Penny taking a break while cutting a fallen log. The chainsaw blade became dull quickly thanks to debris on and around this kind of deadfall, requiring frequent manual sharpening.
During the winter months, it would be dark well before heading into the trail after work. The mountain would be largely empty, and they would play music to mask the sounds of the forest.
When working in the dark on weeknights, Martin would set his phone alarm for 9:00 PM to remind him to start thinking about going home for dinner.
Martin and Penny would often put in 3 to 4 hour evenings after work, 2 or 3 times per week, and then 8 to 11 hour days on the weekends. Their longest day was 14 hours.
While the trail was being built it ended in the middle of nowhere. Because of that, riding up it would have required riding back down which could have damaged the trail as it was not designed for downhill biking. And so, Martin and Penny hid the entrance deep in the forest and left a note asking curious people to proceed only on foot.
Martin’s initial estimate of opening in 2017 was intended to give them some breathing room.
Martin and Penny would sometimes hike their bikes into the trail to test out new sections to make sure there were enough spots to rest and that the corners weren’t too tight. The Infamous Corner 3 in particular was difficult to gauge, and was further refined after testing.
While the exit was in the middle of nowhere and the entrance was hidden to prevent inadvertent damage to the unfinished trail, the builders were careful to not be seen. They went in and out when no one was around, carried their bikes, and took many different routes to minimize damage to the surrounding forest.
Alex and Maddy were amongst the first to discover the trail while walking their dog. This note became a special keepsake for Martin and Penny.

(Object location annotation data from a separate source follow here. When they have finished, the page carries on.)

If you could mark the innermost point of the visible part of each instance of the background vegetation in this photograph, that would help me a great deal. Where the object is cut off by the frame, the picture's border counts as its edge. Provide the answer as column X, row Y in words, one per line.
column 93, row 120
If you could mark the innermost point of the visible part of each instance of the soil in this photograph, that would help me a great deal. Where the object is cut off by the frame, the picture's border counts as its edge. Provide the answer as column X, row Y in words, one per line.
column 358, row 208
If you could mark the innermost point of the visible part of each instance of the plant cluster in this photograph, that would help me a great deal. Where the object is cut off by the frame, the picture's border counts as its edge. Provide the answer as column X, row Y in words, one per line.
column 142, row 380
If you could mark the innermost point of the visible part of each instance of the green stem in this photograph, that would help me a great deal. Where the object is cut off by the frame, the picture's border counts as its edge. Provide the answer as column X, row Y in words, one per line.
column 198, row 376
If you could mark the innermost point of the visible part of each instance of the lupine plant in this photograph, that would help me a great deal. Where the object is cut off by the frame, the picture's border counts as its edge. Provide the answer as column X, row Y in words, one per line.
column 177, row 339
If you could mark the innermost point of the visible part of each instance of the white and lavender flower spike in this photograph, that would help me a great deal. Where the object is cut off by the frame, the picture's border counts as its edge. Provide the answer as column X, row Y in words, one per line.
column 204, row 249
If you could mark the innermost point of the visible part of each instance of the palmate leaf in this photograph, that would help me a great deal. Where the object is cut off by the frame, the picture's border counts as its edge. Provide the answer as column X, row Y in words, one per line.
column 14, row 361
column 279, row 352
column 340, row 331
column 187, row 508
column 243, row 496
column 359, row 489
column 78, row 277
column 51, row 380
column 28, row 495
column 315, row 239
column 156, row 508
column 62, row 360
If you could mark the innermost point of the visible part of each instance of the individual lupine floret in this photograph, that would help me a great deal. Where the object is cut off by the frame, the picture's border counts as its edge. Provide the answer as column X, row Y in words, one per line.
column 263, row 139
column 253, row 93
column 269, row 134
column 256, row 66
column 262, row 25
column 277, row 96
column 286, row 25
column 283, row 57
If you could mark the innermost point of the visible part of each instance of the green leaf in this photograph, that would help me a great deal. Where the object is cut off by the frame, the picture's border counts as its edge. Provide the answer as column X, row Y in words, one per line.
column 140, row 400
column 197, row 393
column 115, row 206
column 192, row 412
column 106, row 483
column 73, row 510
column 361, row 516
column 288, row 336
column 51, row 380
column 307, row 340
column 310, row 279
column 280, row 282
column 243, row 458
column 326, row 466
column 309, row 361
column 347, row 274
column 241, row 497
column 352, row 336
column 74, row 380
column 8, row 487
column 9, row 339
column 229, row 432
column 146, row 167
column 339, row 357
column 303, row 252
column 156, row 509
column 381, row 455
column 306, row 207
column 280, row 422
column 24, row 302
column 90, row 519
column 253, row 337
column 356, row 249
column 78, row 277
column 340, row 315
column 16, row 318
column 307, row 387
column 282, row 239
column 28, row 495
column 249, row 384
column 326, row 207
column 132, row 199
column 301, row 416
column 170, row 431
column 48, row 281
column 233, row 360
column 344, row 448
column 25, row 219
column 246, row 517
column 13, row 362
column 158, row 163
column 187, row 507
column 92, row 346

After leaving the note, Alex and Maddy often came out to help in terrible weather, usually bringing along their dog Harrison. They became good friends with Martin and Penny — Martin said that their cheerfulness really “kept us going” during difficult times.
Bench-cut trail (trail cut into the side of a hill) was among the easiest to dig because it was its own source of “gold”. Gold is a sand-like dirt found at varying depths under the top layer of soil throughout the forest. It’s used as the final layer of the trail because it dries hard and thus resists erosion from feet, bike tires, and water. The majority of the time, gold had to be found off the trail in the forest and hauled over by hand.
October 13, 2014: The creek crossing was the only part of the trail that didn’t change location over the course of the build.
May 18, 2015: Martin and Penny used as few bridges as possible because they will eventually degrade and have to be replaced. Nevertheless, bridge-building was everyone’s favourite day.
For the opening of Good Sir Martin, Martin and Penny were joined by many of the regular volunteers who had helped them over the past several months. After building the final few metres of trail, there was champagne and a ceremonial ride up the trail.
After working for so long out of sight, Martin and Penny looked forward to the day that people could finally ride up the finished trail.